DUBAI, Feb 23 (Reuters) - Bahrain has started taking orders again to raise funds through a re-opening of its previous two-part bond sale, which it plans to close as soon as Tuesday, a document from lead arrangers showed.

On Thursday, Bahrain's government cancelled a $750 million bond tap after pricing the deal, following Standard & Poor's decision to downgrade its rating of the kingdom's debt to junk status.

The finances of the small energy exporter, with less generous oil and financial reserves than its neighbours, have been hard hit by the drop in oil prices.

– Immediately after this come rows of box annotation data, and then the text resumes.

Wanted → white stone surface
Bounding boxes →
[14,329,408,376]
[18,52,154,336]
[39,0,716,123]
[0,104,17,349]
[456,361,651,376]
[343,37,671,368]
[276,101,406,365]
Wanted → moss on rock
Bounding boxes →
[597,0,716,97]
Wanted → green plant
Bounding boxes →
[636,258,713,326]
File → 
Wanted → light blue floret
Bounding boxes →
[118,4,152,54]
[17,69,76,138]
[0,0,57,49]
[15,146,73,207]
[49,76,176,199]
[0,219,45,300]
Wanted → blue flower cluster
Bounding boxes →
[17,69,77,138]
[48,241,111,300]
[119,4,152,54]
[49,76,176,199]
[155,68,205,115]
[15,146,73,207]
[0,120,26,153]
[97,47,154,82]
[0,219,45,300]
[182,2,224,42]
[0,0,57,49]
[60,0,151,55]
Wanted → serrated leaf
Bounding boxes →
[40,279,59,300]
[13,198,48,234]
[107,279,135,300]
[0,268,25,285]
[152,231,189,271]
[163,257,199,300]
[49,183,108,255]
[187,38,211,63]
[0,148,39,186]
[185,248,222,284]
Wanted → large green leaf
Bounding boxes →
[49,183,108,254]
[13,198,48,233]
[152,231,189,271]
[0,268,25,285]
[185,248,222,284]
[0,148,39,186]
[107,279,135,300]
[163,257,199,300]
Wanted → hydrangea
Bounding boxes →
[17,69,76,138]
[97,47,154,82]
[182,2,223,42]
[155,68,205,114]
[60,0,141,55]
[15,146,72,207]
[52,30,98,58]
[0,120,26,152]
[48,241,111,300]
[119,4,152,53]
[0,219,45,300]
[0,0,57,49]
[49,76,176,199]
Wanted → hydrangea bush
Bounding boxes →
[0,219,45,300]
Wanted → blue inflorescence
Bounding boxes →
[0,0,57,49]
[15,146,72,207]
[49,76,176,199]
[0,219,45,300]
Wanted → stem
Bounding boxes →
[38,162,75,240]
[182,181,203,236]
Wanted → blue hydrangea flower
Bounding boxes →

The kingdom has set initial price thoughts for the re-tap, split between five- and 10-year portions, at respectively 5.95 percent and 7.65 percent.

Bahrain had priced its re-tap last week at 5.70 percent for the 5-yr portion and 7.40 percent for the 10-year piece.

S&P cut Bahrain by two notches to 'BB/B' with a stable outlook, pushing the rating below investment grade and making Bahrain the first of the wealthy Gulf oil exporters to suffer that fate in the current downturn.

Bahrain is working with the same five banks -- Bank ABC, BNP Paribas, Citigroup, HSBC and JP Morgan -- which arranged its $1.5 billion bond in November and the cancelled re-tap.